No.
You should be told what to do. Your manager is both asking you to work on something ("please log your hours") but you don't know what he expects you to work on.
Generally, you would always be doing "something" for the company (otherwise, why is it employing you?). There are cases where there's not much to do (e.g. a helpdesk with no calls), in this case it seems that your company is keeping you awaiting a project which is going to be assigned "shortly".
However, the expectation should be clear on what he would like you to do. Some examples include:
- See if you can help in any way the guys from team B or team C.
- Watch a conference, read a paper about X
- Try to learn a new language/technology
- Do some maintenance on <different project> (e.g. improve the documentation of your previous project, which was not as good as it could have been)
- Investigate that bug which haunted you on a previous project (like an odd db deadlock) and was worked around badly, since you never figured out why (it may help so that in the future you do not fail for the same trap)

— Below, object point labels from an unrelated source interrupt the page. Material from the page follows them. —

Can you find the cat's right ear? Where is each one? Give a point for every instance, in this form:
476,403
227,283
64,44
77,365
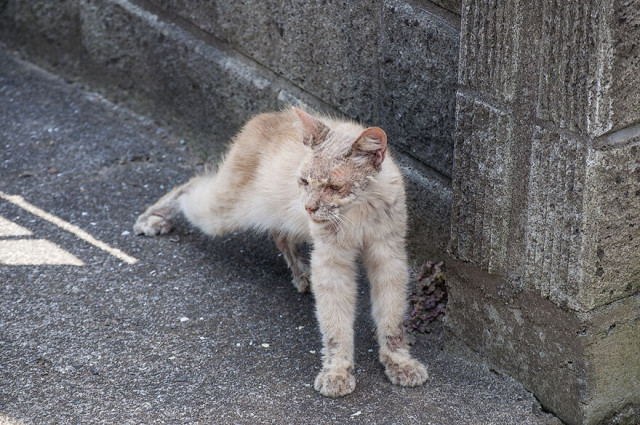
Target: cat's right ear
315,129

- Think on a project that could be useful to the company and try developing it (for example, crating a commit hook that checks your internal programming style)
As you see, these are things that would give certain value to the company (playing cards with your colleague would probably not make your company too happy). These would generally be short tasks, which don't take much time (given that you may need to stop it whenever you get a new project assigned). I would recommend you to take advantage of this time to do some self-training, which is usually something for which there's never time.

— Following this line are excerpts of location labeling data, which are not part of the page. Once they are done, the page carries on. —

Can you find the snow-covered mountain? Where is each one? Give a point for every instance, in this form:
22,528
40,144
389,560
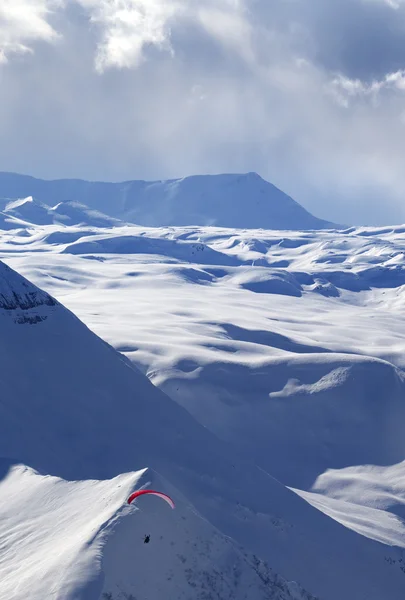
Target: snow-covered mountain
29,211
245,201
79,424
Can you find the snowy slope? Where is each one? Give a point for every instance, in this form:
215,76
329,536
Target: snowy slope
74,408
78,539
245,201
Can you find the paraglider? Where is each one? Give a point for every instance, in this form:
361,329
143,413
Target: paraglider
159,494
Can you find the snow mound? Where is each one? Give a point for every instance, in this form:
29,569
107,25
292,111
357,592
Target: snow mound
321,400
73,408
166,248
230,200
52,532
381,487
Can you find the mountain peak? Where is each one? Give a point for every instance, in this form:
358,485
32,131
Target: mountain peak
244,201
20,299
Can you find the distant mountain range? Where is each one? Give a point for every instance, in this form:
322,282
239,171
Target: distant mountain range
237,201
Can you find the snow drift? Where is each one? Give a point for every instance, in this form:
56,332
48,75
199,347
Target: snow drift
73,408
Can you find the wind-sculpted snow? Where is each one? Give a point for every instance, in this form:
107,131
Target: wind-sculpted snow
29,211
84,545
272,354
74,408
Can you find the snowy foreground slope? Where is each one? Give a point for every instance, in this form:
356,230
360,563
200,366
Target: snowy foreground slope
223,200
281,355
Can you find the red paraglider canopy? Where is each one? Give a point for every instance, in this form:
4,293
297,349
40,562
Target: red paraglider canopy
143,492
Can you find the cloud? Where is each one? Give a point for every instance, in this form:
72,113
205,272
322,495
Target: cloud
23,22
308,94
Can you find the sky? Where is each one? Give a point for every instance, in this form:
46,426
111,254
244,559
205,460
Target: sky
310,94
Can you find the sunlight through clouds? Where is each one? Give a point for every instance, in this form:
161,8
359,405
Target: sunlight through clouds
23,22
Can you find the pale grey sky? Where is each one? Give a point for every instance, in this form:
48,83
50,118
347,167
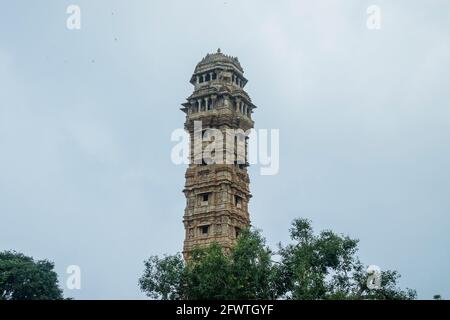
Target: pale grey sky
86,118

Of course, once you figure out what to do, you would then log the hours appropriately, either as specific tasks (e.g. learning Rust, browsing stackoverflow) or generic ones (e.g. trainings).
I would recommend you to ask your manager what he expects you to do, and maybe suggest a list of the above possibilities (or make up your mind and actually a specific proposal "since we still don't have a project to do, I thought I could do XYZ which we may find useful later, is it ok?").